Jakarta - Tampil sendirian di atas panggung, namun mampu membuat para penonton terkesima. Walau membawakan tari yang biasa dilakoni laki-laki, yaitu kuda lumping, perempuan ini mampu membawakannya dengan gerakan yang mantap dan bersemangat.

Dia adalah Anouk Wilke, warga Belanda namun juga berdarah Indonesia. Anouk saat itu dengan cukup jenaka membawakan tari kuda lumping pada Pesta Rakyat Indonesia 2015 di Sekolah Indonesia Nederland, yang berlokasi di Wassenaar, pinggir Kota Den Haag, Belanda.

Dia dengan atraktif memperagakan tari kuda lumping dengan iringan lagu hip-hop Jawa, Globalisasi Jatilan. Iramanya cepat dan menghentak. “Tarian kuda lumping ini sengaja saya pilih karena gerakannya yang enerjik dan menghibur,” kata Anouk.

Kuda Lumping ini diwarisi Anouk setelah menimba ilmu di Indonesia. Pada 2009 dia pernah beberapa bulan belajar tari dengan dukungan Darma Siswa, yaitu program bea siswa seni dan budaya dari Pemerintah RI untuk kaum muda mancanegara setiap tahun.

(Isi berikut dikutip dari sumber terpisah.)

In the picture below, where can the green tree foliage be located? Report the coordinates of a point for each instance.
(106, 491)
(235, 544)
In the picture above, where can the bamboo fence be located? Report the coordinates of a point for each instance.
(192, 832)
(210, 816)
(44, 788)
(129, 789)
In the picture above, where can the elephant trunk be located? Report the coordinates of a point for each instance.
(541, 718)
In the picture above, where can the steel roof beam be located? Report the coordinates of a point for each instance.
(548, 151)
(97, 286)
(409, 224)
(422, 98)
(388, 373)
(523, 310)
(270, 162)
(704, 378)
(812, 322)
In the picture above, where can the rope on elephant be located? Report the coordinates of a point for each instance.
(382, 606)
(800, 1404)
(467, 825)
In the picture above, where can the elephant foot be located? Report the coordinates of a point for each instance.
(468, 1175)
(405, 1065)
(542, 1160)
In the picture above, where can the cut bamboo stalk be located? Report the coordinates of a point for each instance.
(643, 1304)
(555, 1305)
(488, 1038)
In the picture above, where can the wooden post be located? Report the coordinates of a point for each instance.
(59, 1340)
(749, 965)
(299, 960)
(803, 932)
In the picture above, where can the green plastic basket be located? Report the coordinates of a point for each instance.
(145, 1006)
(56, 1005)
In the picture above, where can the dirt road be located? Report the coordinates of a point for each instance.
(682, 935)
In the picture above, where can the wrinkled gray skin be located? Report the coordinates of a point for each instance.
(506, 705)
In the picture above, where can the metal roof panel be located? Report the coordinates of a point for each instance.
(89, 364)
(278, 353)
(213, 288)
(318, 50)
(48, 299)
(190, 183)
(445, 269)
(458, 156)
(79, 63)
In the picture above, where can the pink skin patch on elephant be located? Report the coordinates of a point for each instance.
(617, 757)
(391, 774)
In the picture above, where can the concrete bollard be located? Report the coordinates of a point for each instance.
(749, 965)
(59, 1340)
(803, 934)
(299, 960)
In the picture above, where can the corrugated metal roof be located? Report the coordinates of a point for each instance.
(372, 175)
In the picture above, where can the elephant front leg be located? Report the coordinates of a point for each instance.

Saat itu Anouk menimba ilmu di Yogyakarta. "Saya belajar tari di Institut Seni Indonesia,” kata dia. Anouk mengaku sangat cinta dengan aneka ragam budaya di Tanah Air.

Dia bisa mengenali ciri khas sejumlah tarian Indonesia. Tarian khas Yogya, bagi dia, mencirikan keanggunan dan kelembutan, sedangkan jaipong asal Sunda memperlihatkan ekotisme yang menarik, sedangkan kuda lumping menyimbolkan semangat dan keuletan. “Budaya Indonesia yang beraneka ragam ini harus selalu diperhatikan dan dilestarikan. Itulah yang menguatkan minat saya untuk belajar tari-tarian nusantara,” kata Anouk.

Dia pun menyarankan sesama kaum muda Belanda untuk mengikuti langkahnya mempelajari seni dan budaya Indonesia. “Bangsa Indonesia dan Belanda ini memiliki kedekatan historis. Ini bisa menjadi faktor pendukung untuk mengenal dan menyukai budaya Indonesia,” kata Anouk.

Pesta Rakyat Indonesia 2015 yang diikuti Anouk itu turut mengundang minat banyak warga Belanda untuk datang. Di antara mereka adalah Wouter Wissink dan Gijs Verhagen.

Dua pemuda itu sama-sama menimba ilmu di Universitas Groningen. Jarak Kota Groningen dan Kota Den Haag cukup jauh. “Butuh waktu sekitar tiga jam perjalanan dengan menggunakan bus. Tapi kunjungan kami ini tidak sia-sia, karena bisa menyaksikan pertunjukkan yang luar biasa,” kata Wouter.

Menurut temannya, Gijs, banyaknya pertunjukkan dan kios makanan serta barang kerajinan di Pesta Rakyat ini menandakan kayanya seni dan budaya Indonesia. “Kekayaan seni budaya ini yang dapat menjadi modal bagi Indonesia untuk meningkatkan profilnya di tengah masyarakat internasional,” kata Gijs.

Bagi Wouter dan Gijs, kehadiran mereka di Pesta Rakyat ini menjadi pijakan untuk mempelajari Indonesia lebih dalam. “Kami berkeinginan untuk pergi ke Indonesia untuk belajar lebih lanjut. Namun kami sedang mencari bea siswa yang memadai untuk bisa menimba ilmu di sana,” kata Wouter.